Binary logit regression analysis

case data

A classmate wants to study whether college students manage their finances, or their financial situation, and formulate a questionnaire, which includes some basic information topics such as: gender, age, living expenses, etc. As well as financial awareness, financial status and so on. Now he wants to use the collected data to analyze the relationship between the age, gender and cost of living of college students and whether they are willing to buy financial products. Some of the data collected are as follows:

analyse problem

In fact, analyzing the relationship between the age, gender and living expenses of college students and whether they are willing to buy financial products is actually to judge the influence of college students’ age, gender and living expenses on whether they are willing to buy financial products. We can use regression analysis, because whether they are willing to buy financial products The product is nothing more than "yes" and "no" as binary classification variables, so here we can judge that the analysis model used is binary logit regression. Therefore, binary logit regression is performed with "willingness to buy financial products as the dependent variable" and "age", "gender" and "living expenses" as independent variables. Before analysis, the data needs to be preprocessed to make the data format meet the analysis requirements.

Analysis preprocessing

The dependent variable in binary logit regression needs to meet the binary classification variables and can only be 0 and 1. If the dependent variable does not meet the requirements, it can be encoded by [Data Coding] in [Data Processing] in SPSSAU.

dependent variable

Using SPSSAU data encoding is processed as follows:

In the encoded data, 0 means "no" and 1 means "yes".

independent variable

Although binary logit regression has no requirements for the data type of the independent variable, if the independent variable is a definite variable, it is theoretically necessary to perform dummy variable processing, but it is not necessary and needs to be processed in combination with the analysis, due to the "gender" in the example It is a binary variable, which needs to be treated as a dummy variable and "male gender" is used as a reference item for analysis. Use the "dummy variable" of the generated variable in SPSSAU to process it as follows:

Univariate analysis

After processing the dependent variable and the independent variable, single factor analysis can be performed. Although this step is not necessary, it can be used to explore the relationship between the independent variable and the dependent variable. If no effect is found through single factor analysis, the subsequent regression In the analysis, it is found that there is an impact, so the situation of the data should be checked at this time to avoid other problems. Because the independent variable has both definite variables and quantitative variables, different methods are used for analysis. Since the dependent variable is a binary variable, so Analysis was performed using chi-square test and t-test.

chi square test

Using chi-square test to study the relationship between "willing to buy" financial products and "gender", the results are as follows:

The above table shows the results of the chi-square test. It can be seen that the proportion of people who are willing to buy financial products in the study is larger, and the proportion of girls who buy financial products is about 67%, and boys who are unwilling to buy financial products The proportion is larger, accounting for about 65%. Finally, through the chi-square test, it is found that the chi-square value in this test is 52.594, and the p-value is far less than 0.05, which is significant, so it shows that gender has a significant effect on whether you are willing to buy financial products Influence. Next, the other two variables were investigated using t-tests.

t test

Since the dependent variable is a dichotomous variable and the group is 2, the independent sample t-test is used to study the relationship between "willing to buy" financial products and "age" and "living cost".

"Willing to Buy" & "Age"

It can be seen from the above table that the average age of those unwilling to buy financial products is 21, and the average age of purchasing financial products is 23. Because the age range of college students in the survey is 19-25, there is a big difference between 21 and 23 , through the t test, it is also found that the t value is -15.848, and the p value is far less than 0.05, so age has an impact on whether you are willing to buy financial products.

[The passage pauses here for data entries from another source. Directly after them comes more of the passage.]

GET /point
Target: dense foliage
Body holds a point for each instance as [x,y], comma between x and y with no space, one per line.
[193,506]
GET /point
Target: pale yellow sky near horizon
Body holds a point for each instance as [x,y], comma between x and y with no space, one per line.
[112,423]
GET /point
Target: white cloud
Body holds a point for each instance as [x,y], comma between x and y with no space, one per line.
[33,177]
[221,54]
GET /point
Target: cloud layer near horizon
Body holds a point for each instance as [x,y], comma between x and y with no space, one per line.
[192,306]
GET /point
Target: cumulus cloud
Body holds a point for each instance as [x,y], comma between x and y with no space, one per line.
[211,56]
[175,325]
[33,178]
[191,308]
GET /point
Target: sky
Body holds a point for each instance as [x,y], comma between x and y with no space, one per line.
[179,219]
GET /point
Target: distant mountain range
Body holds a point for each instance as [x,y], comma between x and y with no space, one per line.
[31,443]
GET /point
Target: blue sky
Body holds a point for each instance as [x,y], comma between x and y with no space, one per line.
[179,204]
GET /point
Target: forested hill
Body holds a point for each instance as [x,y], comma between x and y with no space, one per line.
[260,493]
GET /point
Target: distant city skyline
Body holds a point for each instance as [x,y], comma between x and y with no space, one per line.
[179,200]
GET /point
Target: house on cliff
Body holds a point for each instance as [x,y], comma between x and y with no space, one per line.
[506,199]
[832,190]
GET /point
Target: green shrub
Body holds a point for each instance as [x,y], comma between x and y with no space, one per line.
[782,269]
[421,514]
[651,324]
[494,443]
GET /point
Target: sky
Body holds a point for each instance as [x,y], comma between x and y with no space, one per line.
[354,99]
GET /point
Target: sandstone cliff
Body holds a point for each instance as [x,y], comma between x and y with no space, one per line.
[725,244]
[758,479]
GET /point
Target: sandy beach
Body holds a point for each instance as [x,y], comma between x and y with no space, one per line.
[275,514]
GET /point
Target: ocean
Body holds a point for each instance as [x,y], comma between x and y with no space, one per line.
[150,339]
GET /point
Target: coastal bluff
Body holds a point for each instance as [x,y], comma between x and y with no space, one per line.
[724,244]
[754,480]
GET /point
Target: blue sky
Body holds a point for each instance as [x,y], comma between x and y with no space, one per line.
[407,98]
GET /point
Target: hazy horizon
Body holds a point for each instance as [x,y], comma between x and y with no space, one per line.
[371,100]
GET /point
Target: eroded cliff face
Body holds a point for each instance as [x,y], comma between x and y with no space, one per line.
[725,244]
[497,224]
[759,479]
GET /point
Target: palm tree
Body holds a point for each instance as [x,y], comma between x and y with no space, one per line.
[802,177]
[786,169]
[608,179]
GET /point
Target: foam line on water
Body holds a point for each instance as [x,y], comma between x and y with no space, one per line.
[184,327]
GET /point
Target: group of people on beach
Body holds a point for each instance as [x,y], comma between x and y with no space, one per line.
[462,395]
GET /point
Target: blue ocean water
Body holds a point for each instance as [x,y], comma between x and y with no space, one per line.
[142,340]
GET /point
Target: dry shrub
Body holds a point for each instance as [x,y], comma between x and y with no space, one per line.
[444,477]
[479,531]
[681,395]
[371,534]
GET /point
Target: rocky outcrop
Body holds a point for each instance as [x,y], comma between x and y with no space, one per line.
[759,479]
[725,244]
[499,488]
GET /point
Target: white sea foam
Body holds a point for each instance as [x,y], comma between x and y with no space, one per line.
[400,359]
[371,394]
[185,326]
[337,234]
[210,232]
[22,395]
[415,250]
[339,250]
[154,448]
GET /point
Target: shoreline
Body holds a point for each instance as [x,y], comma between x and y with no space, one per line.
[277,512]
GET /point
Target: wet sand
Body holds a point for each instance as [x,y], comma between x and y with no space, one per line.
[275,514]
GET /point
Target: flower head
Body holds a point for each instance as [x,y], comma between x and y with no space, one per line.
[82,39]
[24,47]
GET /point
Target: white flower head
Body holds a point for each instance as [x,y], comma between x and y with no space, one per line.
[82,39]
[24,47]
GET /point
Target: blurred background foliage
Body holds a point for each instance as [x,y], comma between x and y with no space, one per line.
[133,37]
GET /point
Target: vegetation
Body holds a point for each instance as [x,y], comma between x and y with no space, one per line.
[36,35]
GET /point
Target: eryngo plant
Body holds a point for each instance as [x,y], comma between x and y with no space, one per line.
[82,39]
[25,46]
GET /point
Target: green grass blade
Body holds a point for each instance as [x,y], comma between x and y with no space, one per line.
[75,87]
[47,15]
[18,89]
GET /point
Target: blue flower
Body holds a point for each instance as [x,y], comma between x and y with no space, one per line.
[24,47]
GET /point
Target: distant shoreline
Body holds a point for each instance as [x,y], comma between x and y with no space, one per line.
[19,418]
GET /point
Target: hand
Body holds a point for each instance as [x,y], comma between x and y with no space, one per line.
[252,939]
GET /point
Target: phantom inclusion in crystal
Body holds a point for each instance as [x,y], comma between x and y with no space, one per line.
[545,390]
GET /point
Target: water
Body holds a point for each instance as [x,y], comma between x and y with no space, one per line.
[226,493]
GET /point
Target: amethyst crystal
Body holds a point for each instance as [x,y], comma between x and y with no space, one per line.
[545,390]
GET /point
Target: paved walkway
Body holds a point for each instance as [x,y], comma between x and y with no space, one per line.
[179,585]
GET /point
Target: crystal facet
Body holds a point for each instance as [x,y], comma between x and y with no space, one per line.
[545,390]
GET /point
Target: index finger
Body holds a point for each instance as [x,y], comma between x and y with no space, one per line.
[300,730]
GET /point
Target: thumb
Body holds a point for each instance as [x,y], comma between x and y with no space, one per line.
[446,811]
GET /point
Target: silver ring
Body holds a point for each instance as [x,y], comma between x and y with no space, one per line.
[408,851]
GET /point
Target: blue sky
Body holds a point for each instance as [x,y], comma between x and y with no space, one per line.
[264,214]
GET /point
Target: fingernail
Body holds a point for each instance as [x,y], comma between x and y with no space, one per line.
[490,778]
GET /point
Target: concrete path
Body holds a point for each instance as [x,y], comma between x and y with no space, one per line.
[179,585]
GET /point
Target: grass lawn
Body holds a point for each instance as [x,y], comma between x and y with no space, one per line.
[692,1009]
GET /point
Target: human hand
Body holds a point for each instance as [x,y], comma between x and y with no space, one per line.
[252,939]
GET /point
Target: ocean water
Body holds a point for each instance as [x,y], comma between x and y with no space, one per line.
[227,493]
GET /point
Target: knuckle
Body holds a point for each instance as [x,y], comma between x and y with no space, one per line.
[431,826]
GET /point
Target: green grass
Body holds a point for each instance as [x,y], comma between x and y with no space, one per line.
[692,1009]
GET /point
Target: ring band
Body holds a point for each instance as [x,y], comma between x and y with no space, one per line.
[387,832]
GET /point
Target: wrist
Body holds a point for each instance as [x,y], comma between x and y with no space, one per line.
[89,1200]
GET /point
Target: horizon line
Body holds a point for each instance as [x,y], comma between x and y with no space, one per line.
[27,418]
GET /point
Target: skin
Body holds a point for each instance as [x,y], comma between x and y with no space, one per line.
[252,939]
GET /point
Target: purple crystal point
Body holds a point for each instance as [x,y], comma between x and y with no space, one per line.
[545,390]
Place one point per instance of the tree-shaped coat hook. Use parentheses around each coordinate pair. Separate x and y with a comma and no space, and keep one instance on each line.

"Would you like to buy" & "living expenses"

It can be seen from the above table that the average living expenses of those who are unwilling to buy wealth management products is about 1312 yuan, and the average living expenses of those who are willing to buy wealth management products is about 2026 yuan. It is found that the t value is -38.377, and the p value is much less than 0.05, so the cost of living has an impact on the willingness to buy financial products.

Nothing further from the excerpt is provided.